Even Todd Phillips' Joker Movie gets a shoutout from Deadpool, in his 'We live in a society' comment. Thor, meanwhile, is sitting on the edge of the roof in much the same way as Batman and appears to be going through his own angsty DC hero phase as he muses on how unworthy humanity is.

In a final jab at DC, Deadpool gets cosmic powers and reboots his entire reality, in much the same way that DC frequently reboots their comics, even referring to the current faulty reality as 'Defective Comics'. Clearly, Deadpool is not impressed by DC's storytelling talents. In fact, he had already made a reference to DC movies being too dark in his second live-action film, when he questioned whether Cable is actually from the DCverse since he is so dark and brooding.

Of course, the comic ending is not as simple as Deadpool getting to rewrite all of reality on his own.
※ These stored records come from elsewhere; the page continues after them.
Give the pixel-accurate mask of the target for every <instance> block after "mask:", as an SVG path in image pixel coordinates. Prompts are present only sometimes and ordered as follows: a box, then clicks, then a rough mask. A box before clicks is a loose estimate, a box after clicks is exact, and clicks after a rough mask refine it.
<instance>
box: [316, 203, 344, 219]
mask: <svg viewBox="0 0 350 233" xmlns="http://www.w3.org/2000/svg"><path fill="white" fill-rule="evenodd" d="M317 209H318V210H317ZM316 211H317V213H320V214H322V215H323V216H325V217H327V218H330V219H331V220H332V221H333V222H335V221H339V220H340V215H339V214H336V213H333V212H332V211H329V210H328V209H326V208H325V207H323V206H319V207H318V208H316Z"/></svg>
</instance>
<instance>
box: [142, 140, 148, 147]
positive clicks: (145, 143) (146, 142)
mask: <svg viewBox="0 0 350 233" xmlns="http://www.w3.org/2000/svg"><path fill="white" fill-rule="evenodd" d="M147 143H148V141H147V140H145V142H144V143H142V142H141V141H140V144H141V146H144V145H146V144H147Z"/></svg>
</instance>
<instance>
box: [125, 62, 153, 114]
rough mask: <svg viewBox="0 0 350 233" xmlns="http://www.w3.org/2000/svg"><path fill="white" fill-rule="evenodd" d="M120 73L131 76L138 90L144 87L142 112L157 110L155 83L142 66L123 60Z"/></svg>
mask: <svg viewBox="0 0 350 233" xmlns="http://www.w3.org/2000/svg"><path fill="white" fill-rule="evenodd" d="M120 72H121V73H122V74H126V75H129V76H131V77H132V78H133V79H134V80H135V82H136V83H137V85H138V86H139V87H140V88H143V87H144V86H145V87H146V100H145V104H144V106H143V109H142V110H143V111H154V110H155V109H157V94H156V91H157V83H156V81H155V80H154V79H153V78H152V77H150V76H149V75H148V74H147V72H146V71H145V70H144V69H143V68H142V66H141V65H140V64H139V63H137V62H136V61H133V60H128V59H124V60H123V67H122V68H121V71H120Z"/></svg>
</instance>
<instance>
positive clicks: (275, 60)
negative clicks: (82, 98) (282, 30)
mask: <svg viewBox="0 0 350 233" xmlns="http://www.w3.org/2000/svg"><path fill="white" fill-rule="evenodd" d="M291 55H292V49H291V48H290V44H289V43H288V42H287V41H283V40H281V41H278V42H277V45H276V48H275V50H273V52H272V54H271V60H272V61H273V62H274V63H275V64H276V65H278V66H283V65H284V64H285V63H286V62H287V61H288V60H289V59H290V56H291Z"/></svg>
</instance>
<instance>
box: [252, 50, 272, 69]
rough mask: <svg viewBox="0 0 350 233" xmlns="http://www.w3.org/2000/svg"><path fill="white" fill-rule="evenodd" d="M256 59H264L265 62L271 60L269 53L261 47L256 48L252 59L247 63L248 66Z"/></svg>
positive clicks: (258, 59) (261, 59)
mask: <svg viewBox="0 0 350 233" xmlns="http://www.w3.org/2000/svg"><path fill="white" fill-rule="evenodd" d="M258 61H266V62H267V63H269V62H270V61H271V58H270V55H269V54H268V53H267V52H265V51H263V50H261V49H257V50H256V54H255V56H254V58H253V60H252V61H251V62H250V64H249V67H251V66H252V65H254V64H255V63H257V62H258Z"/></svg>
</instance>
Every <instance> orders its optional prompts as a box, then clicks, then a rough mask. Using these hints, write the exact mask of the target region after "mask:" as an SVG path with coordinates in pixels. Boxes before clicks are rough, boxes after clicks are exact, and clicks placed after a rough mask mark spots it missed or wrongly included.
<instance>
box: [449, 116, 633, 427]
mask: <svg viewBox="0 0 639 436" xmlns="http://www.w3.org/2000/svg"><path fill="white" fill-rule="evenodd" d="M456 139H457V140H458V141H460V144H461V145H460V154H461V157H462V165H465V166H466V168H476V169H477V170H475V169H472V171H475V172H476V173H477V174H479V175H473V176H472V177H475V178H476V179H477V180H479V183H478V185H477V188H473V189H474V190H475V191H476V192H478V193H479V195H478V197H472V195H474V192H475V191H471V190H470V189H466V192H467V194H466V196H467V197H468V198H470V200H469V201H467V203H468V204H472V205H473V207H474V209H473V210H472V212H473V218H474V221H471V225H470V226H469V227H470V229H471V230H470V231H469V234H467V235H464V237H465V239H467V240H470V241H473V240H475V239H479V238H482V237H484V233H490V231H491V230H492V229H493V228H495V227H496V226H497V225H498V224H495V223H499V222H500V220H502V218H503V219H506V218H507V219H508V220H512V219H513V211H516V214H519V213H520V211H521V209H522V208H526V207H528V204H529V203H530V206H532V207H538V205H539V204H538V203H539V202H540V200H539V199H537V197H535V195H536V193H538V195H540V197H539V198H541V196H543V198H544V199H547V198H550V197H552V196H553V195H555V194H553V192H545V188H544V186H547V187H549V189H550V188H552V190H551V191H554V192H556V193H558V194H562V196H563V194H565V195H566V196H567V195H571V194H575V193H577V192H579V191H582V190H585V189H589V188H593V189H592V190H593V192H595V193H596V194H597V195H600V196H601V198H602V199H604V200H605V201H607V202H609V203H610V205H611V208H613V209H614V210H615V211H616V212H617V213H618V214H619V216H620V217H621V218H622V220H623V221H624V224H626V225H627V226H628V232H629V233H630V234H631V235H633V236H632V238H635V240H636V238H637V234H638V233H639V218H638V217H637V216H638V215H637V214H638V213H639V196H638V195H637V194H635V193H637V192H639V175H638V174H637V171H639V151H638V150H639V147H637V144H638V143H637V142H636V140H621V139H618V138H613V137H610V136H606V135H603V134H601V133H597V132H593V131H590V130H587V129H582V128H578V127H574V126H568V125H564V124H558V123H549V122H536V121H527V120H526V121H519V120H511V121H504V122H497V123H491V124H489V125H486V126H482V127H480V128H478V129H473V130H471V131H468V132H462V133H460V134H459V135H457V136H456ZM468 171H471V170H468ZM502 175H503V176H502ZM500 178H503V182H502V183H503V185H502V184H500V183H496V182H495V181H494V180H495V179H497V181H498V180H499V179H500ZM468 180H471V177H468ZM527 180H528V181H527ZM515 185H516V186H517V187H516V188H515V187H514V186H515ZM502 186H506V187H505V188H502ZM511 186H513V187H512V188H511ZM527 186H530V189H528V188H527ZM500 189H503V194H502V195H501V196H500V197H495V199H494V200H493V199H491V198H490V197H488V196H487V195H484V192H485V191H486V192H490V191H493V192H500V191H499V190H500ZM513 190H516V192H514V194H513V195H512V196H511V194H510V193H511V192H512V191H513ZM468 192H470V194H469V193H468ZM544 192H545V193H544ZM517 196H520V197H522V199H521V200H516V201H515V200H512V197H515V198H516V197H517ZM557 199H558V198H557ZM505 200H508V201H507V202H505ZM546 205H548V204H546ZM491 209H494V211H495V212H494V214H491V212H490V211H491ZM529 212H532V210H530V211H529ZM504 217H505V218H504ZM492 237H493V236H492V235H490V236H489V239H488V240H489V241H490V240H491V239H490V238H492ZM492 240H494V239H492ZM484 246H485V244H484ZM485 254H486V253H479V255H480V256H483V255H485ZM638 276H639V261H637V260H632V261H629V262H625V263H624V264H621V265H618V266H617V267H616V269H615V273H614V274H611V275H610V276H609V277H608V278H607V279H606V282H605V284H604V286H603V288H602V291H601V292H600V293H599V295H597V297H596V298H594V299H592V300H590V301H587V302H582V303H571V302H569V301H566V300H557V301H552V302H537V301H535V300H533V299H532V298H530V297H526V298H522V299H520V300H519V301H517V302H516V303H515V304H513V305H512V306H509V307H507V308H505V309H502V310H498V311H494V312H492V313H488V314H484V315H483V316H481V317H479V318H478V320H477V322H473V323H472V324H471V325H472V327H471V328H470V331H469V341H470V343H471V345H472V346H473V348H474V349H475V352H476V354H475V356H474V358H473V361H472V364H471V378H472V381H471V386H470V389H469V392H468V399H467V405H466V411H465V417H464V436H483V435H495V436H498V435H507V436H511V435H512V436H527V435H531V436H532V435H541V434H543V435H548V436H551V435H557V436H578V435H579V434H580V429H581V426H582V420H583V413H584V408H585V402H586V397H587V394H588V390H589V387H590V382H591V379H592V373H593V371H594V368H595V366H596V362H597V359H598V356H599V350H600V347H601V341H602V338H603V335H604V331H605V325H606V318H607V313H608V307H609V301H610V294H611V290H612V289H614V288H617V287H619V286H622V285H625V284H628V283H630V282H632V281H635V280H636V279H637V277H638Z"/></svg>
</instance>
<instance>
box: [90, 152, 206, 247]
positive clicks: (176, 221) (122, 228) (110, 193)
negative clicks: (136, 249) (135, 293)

In fact, the entire issue takes place in the future and is billed as the final Deadpool story, a continuation of the The End series which saw other Marvel characters also being showcased in their final tales.

Deadpool, being Deadpool, gets not one but multiple possible endings, with one of them being as bizarre a happy ending as you would expect for Wade Wilson, when he gets back together with his old flame, Lady Death, the literal embodiment of death in the Marvel Universe.

The events depicted in the comic have not taken place yet in Deadpool's present, and may not take place at all. That means he has not technically yet made fun of DC movies, and may not do so at all. But whatever the timeline status of the character itself, the writers over at Marvel have used the issue to make it abundantly clear that they are keeping an eye on all that is going on over at DC with their movies and Villain of the Year comic storyline and the incessant reboots.